Posts Tagged ‘Pitchfork’

A Statistical Analysis of Pitchfork’s Ratings pt. 2

Monday, March 21st, 2011

About a year ago, I whipped together a quick look into Pitchfork’s album rating system in order to give artists who have been reviewed by the site a better understanding of what their numerical value actually meant. In order to do so, I compiled a more-or-less complete breakdown of p4ks album reviews of original music (no reissues, no live albums, no “greatest hits”) from February 24, 2009 to February 24, 2010 and displayed the scores in more meaningful percentiles. I also made a series of observations concerning their “Best New Music” designation which produced a little bit of a stir.

Now, a year later, I decided it would be interesting to see if the dynamic of Pitchfork’s ratings system has changed over time by briefly analyzing album ratings from February 25, 2010 to February 25, 2011 against my previous data set. Again, I focused my attention on original content which meant I had to go through each album review individually and see if it met my criteria for inclusion. In addition to the items mentioned above, soundtracks, label compilations, and comedy albums were excluded but EPs, remix albums, and mixtapes were deemed OK as I wanted to maintain consistency with the previous year’s analysis. The first astonishing thing I noticed when putting together the data sets was how the total number of original albums reviewed by the site were nearly identical from 2009 to 2010 (1025 and 1027, respectively)!

So without further ado, let’s get to some plots (click on the images to view a slightly larger size):

The above histogram shows the distribution of the scores for each year. Glancing at the figures, you can easily tell that there is good agreement between the two years (in fact, the correlation coefficient is .9336, indicating that the data is strongly correlated). This was expected as any long-time p4k readers can attest to the fact that:

  • Pitchfork tends to not review low performing albums (the reason why the plots are negatively skewed).
  • A majority of album ratings fall within the 6.0 – 8.0 range.
  • An extremely small amount are of high quality, explaining the dearth of albums achieving 9.0 and above.

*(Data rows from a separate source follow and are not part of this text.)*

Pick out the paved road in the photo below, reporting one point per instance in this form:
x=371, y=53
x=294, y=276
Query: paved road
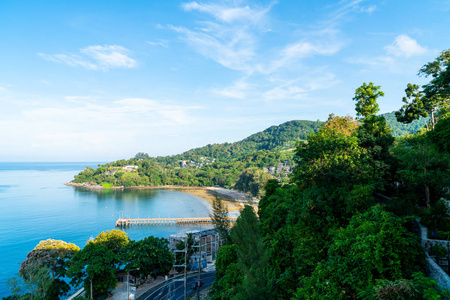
x=174, y=290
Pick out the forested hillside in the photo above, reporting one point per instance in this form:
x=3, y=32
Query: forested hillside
x=328, y=233
x=245, y=165
x=274, y=138
x=399, y=129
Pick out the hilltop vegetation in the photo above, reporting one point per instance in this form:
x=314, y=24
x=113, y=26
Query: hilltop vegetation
x=326, y=234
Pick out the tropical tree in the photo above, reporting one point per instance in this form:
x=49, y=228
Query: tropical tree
x=366, y=99
x=53, y=254
x=375, y=245
x=114, y=240
x=423, y=169
x=251, y=254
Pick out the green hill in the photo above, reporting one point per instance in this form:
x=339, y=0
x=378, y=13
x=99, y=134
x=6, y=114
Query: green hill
x=274, y=138
x=399, y=129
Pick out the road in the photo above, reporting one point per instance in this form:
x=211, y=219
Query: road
x=174, y=290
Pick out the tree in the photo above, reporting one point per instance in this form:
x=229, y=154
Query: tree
x=423, y=168
x=252, y=180
x=151, y=255
x=440, y=136
x=335, y=171
x=366, y=99
x=220, y=219
x=229, y=277
x=375, y=245
x=251, y=254
x=98, y=261
x=53, y=256
x=114, y=240
x=419, y=287
x=430, y=98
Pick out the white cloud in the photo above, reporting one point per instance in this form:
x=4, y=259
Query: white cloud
x=303, y=49
x=404, y=46
x=95, y=58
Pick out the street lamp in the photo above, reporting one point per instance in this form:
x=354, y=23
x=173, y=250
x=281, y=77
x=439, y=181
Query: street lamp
x=128, y=281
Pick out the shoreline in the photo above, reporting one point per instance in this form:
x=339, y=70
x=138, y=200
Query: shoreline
x=235, y=199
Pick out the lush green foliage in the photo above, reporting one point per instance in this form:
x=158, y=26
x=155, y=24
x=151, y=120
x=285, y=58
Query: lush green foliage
x=419, y=287
x=366, y=99
x=324, y=236
x=432, y=97
x=219, y=218
x=399, y=128
x=151, y=255
x=42, y=274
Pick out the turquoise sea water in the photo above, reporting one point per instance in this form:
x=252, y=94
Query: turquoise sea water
x=36, y=205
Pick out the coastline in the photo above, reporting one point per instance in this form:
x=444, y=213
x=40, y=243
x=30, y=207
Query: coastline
x=235, y=199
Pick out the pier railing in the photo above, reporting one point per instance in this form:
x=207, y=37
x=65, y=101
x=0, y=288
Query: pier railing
x=167, y=221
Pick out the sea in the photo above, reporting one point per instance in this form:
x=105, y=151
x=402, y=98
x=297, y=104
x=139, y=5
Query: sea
x=35, y=205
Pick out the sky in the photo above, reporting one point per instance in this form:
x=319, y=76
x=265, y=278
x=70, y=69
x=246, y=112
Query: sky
x=102, y=80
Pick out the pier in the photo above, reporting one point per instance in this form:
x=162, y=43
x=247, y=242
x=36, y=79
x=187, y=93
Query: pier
x=167, y=221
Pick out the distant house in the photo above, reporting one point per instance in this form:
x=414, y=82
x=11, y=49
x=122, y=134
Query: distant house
x=129, y=167
x=271, y=170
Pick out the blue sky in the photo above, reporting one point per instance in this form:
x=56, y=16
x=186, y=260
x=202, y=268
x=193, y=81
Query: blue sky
x=103, y=80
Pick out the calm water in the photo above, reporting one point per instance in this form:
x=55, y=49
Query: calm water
x=36, y=205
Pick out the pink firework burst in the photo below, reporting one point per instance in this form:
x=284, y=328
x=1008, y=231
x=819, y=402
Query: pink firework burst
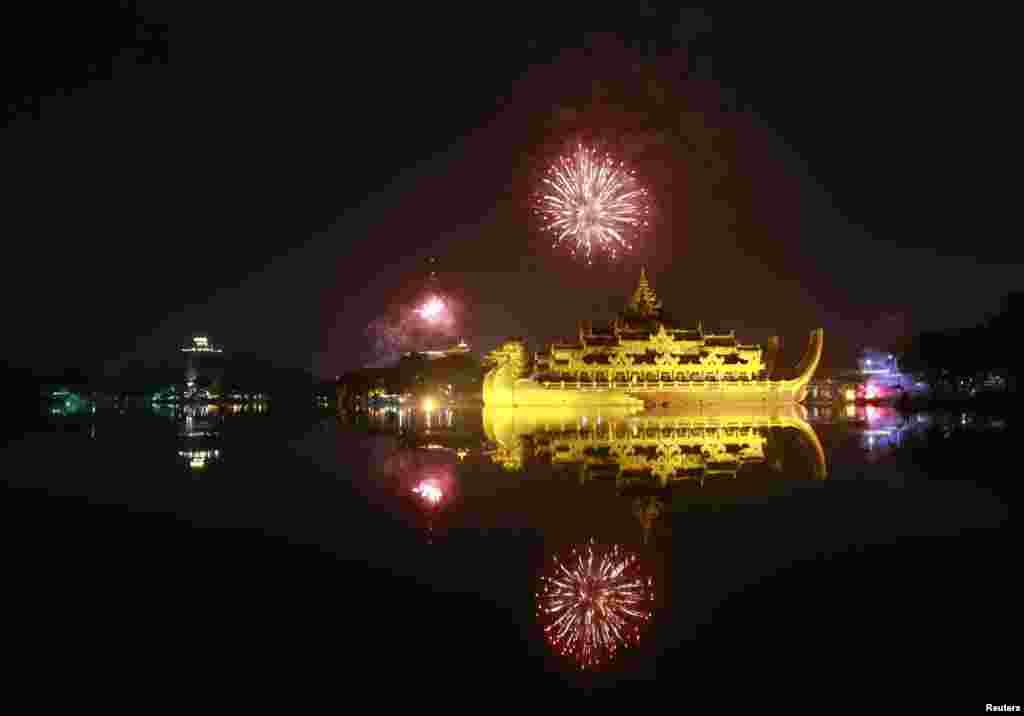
x=433, y=310
x=592, y=202
x=594, y=602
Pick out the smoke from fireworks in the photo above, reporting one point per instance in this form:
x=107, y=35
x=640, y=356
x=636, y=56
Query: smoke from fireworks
x=594, y=602
x=592, y=203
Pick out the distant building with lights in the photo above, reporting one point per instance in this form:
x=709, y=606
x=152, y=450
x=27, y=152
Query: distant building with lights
x=877, y=378
x=204, y=368
x=460, y=348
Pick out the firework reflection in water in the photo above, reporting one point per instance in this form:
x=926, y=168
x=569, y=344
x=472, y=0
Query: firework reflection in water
x=593, y=602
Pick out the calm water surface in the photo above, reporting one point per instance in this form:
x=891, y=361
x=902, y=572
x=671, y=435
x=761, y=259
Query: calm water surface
x=675, y=546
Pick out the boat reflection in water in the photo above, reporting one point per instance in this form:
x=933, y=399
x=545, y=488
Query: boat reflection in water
x=596, y=599
x=199, y=434
x=660, y=448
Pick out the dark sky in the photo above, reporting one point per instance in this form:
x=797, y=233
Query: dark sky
x=279, y=178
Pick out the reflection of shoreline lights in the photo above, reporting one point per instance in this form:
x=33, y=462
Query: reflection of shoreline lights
x=199, y=458
x=594, y=602
x=430, y=492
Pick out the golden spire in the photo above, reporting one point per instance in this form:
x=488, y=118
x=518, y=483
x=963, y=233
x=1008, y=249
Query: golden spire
x=645, y=302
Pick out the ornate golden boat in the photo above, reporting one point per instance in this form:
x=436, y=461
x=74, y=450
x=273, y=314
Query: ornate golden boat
x=643, y=359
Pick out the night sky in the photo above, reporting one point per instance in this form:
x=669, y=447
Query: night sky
x=279, y=178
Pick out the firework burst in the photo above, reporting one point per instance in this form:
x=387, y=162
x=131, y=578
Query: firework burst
x=592, y=203
x=594, y=602
x=432, y=310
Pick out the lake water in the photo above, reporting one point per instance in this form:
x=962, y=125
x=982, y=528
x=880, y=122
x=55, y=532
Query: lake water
x=709, y=551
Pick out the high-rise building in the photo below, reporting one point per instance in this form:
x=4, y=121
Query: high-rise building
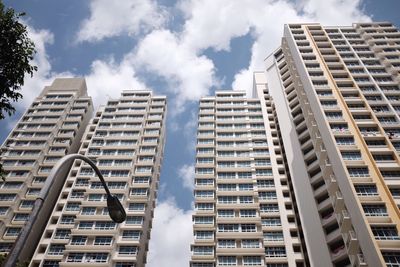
x=337, y=97
x=125, y=139
x=244, y=212
x=49, y=129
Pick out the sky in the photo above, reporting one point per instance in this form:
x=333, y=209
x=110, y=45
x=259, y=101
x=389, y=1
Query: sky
x=182, y=49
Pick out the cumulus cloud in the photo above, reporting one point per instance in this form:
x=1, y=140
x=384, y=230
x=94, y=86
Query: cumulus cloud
x=171, y=236
x=107, y=79
x=189, y=76
x=44, y=75
x=186, y=173
x=214, y=24
x=114, y=18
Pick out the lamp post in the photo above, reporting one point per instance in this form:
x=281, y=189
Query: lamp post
x=31, y=233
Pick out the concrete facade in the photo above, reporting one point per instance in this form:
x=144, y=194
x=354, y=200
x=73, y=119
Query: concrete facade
x=337, y=95
x=126, y=140
x=49, y=129
x=244, y=214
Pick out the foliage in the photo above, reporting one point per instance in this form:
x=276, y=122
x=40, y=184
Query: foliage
x=17, y=50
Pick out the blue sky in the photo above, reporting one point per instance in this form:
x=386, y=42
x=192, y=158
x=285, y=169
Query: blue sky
x=182, y=49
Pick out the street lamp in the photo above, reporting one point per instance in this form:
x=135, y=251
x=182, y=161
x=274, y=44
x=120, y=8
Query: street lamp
x=31, y=232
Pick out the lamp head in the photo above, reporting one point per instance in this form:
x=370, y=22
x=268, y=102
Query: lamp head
x=115, y=209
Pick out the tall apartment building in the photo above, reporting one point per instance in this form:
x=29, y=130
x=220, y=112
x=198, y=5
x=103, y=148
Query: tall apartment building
x=49, y=129
x=125, y=139
x=244, y=213
x=337, y=97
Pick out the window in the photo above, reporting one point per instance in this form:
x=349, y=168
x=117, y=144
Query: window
x=203, y=250
x=250, y=243
x=265, y=183
x=96, y=257
x=103, y=241
x=274, y=221
x=229, y=243
x=246, y=199
x=50, y=263
x=204, y=234
x=375, y=210
x=345, y=141
x=351, y=155
x=56, y=250
x=385, y=232
x=131, y=235
x=20, y=217
x=248, y=213
x=248, y=228
x=227, y=260
x=88, y=211
x=269, y=208
x=264, y=172
x=127, y=250
x=136, y=206
x=134, y=220
x=26, y=204
x=226, y=213
x=273, y=236
x=392, y=258
x=268, y=195
x=358, y=171
x=204, y=206
x=366, y=190
x=203, y=220
x=72, y=207
x=106, y=225
x=252, y=261
x=62, y=234
x=275, y=252
x=228, y=227
x=78, y=240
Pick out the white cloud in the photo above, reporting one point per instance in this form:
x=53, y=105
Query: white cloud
x=107, y=79
x=114, y=18
x=186, y=173
x=171, y=236
x=42, y=77
x=268, y=27
x=189, y=76
x=34, y=85
x=216, y=23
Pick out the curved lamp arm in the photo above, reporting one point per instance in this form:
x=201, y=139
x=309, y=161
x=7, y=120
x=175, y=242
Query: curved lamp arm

However, a more detailed inspection between the two histograms show a couple of interesting differences. For one, the most recent data set (I’ll refer to it as “albums from 2010″ from now on, which is somewhat of misnomer but close enough for our purposes) shows ratings centered at a higher value than the previous year’s data (which I’ll refer to as “albums from 2009″). This can be shown more clearly by looking at the two histograms overlapped on each other. What this implies is that the albums from 2010 were rated more favorably than albums from 2009.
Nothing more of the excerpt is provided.